By Jasmine
Yesterday, we started one of the years most exciting experiment..the oiled polar cod embryo experiment!! I am right now starting my 15th hour at work for today (only an hour more than yesterday) and the night is not over yet.… my sleeping bag is next to me just in case, but I do hope that I actually can drive the 40km home to Tromsø in about 2 or 3 hours.
After the wonderful job Ekaterina and Morgan did, fishing polar cod in the Barents Sea, the last few days have been punctuated by sleepless nights wondering whether our catch would spawn unexpectedly and thereby just throw away all our efforts to run an embryotoxicity exposure in the beginning of February.
The last few months, there has been a lot of people hard working on the design of the study and the set up. The engineers at our biological station have been doing a great job putting together incubators and oiled-rock columns. The picture above shows Morgan filling the columns will oiled rocks, that Luca prepared.
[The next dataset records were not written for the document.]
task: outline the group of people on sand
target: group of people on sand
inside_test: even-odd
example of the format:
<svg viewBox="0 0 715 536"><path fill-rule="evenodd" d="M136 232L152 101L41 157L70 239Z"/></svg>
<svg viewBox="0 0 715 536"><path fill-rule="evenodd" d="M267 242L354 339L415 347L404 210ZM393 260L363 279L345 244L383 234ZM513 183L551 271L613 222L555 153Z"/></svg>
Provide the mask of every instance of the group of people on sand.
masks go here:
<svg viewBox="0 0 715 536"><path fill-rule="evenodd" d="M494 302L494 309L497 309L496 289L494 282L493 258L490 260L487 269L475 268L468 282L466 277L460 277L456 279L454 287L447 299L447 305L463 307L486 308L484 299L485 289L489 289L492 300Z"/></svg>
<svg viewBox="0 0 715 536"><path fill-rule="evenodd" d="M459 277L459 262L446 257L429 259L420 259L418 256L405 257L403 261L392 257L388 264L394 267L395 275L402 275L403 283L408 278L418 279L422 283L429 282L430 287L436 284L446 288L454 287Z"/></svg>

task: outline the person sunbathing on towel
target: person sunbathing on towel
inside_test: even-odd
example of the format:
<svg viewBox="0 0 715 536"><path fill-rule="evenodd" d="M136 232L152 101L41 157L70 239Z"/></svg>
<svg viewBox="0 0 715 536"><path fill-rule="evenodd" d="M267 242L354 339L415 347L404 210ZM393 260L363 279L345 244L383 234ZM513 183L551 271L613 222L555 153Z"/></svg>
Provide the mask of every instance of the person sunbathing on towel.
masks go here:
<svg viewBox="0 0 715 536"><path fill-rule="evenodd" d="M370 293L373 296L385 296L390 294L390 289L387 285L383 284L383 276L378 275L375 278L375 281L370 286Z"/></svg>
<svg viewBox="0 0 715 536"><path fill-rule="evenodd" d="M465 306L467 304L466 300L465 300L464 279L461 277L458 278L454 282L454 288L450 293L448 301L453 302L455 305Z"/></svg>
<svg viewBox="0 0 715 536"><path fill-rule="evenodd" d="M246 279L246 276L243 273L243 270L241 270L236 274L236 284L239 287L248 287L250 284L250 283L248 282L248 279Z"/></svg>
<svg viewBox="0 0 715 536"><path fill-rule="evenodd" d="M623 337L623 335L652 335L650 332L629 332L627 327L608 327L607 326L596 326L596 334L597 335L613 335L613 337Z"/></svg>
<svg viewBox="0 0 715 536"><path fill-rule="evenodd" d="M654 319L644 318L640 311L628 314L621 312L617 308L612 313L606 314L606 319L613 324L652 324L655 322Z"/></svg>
Finally the ripe fish were just too ripe for us to dare postpone the big day one week more: stripping and in vitro fertilization was on the timetable. The small group of Flemming, Luca, Morgan and myself spent much of yesterday finding out what we may have forgotten for a successful start. We were both nervous and impatient. I spent quite some time drawing a scheme on how the fertilization would look like. How many eggs in that beaker, so much sperm into this vial … I drew the plan at least 4 times, just to make sure I new it by heart and it made sense.
Finally we started and it went just perfect.
Today, for the first time of my life, I saw fertilized polar cod eggs, reaching the 2 cell cleavage stage, and the four and now they are at 32 cells. They are so beautiful.…I feel like a mother.…sleepless nights taking care of the newborn.